Il baccalà mantecato è un piatto veneto. Questa, invece, è la Brandade di Baccalà:  una versione più spumosa, perfetta per un antipasto in una cena di pesce. In questa ricetta una parte dell’olio, usato in quantità abbondantissima nella versione classica, e’ sostituito da panna.

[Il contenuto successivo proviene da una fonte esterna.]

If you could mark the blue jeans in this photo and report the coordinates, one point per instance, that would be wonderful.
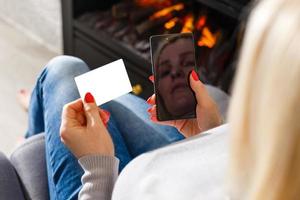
(131, 130)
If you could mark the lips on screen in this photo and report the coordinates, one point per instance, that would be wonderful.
(173, 59)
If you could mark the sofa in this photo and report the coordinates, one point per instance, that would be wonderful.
(24, 176)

Sembra un’eresia – a me perlomeno, che di panna in cucina non ne uso praticamente mai – eppure è bastata una prova per convincermi del contrario.

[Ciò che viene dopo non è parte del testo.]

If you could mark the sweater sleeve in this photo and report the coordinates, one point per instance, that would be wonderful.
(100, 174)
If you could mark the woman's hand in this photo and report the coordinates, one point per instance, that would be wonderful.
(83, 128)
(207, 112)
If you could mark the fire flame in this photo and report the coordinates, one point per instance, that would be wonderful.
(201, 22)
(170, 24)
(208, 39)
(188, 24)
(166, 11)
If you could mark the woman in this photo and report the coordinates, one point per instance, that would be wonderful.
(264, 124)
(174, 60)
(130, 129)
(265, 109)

E, soprattutto, la chiamo di baccalà anche se l’ingrediente usato è in realtà lo stoccafisso: questa ricetta trae infatti ispirazione dal baccalà mantecato alla veneta, dove tradizionalmente – nonostante il nome – non viene usato il baccalà.

Brandade di baccalà

Ingredienti
400 gr di stoccafisso ammollato
1 litro di latte
200 gr di olio extravergine di oliva, di tipo fruttato leggero
pepe bianco
50 gr di panna (fresca, che di altre panne per noi di gennarino.org, si sa, non esistono)
pistacchio in granella
Procedimento
Mettere a bollire il latte e cuocervi lo stoccafisso per una decina di minuti. Lasciare intiepidire e ripulire lo stoccafisso dalla pelle e dalle spine. Tagliarlo a tocchetti e ridurlo in crema con il minipimer. Iniziare qundi ad aggiungere olio continuando a lavorare. Aggiungere quindi la panna e il pepe e lavorare ancora qualche minuto in modo da incorporare aria. Fare quindi raffreddare bene e mettere in una tasca da pasticceria.
Formare dei ciuffi di mousse direttamente nei piatti e spolverarli di granella di pistacchio. Di Bronte. Ma questo è inutile specificarlo.